Some investors even suggest that the only reason the stock market has performed so well over the last decade is because interest rates have been pushed down so low by central bankers.
On the surface, negative rates would seem to make holding cash even less attractive and further pump up the stock market as the yield of bonds falls.
But the enforcement of negative interest rates is likely to be triggered by very weak growth, or even a recession. This would create a “risk-off” environment that could counterbalance the appeal of equities.
Are negative interest rates good for gold?
Gold and interest rates traditionally have a negative correlation, with gold prices going up as interest rates go down.
This correlation makes negative interest rates bullish for gold, and the metal is also likely to benefit from safe haven demand as the public begin to question the new and experimental central bank policy.
Until now, the impact of negative interest rates has been largely limited to central bank reserves. But when implemented in places like Japan, the results of pushing rates to the negative has been lackluster, with inflation falling instead of rising as the measure failed to stimulate the economy.
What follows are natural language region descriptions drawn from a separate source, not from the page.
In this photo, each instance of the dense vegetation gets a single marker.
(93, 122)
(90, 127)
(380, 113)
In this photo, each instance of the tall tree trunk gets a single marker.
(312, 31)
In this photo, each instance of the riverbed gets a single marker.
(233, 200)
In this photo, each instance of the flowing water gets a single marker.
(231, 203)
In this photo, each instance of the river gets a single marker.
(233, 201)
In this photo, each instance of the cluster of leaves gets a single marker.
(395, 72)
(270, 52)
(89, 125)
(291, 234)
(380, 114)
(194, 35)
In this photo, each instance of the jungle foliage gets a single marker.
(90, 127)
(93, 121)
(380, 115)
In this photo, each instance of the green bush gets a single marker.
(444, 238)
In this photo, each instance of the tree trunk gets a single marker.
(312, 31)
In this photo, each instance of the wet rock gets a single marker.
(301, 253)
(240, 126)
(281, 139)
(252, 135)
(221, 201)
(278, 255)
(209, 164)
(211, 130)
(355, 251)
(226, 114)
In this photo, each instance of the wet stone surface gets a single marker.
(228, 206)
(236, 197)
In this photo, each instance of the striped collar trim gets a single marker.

The danger is that the poor results could lead central banks like Japan’s to go deeper into negative interest rates, and potentially unleash even more bizarre and dystopian consequences — like mortgages that stretch for many decades to keep that sweet debt for as long as possible, or children being glad at the prospect of inheriting debt.
In this new strange world, the idea of sound money might just make more sense than ever.
Horror stories of the prices of bread and milk spinning out of control have fixed the concept of inflation firmly in the public imagination. These hark back to the worst cases, like in the Weimar Republic where shoppers were forced to buy loaves of bread with wheelbarrows full of bills, and diners would pay for meals in advance because prices would have risen by the time they finished eating. Monthly inflation reached almost 29,500% at the peak of the Weimar Republic crisis in 1923, with prices doubling every 3.7 days. But even the 2% inflation rates of the modern day will destroy the buying power of your bank balance faster than you might think…
In 1913, USD $500 could buy you a state-of-the-art Ford Model T Runabout. Since then, that same $500 has lost 96% of its purchasing power through inflation, leaving you with enough value to scrape the rent in a small city — never mind buying a brand new car!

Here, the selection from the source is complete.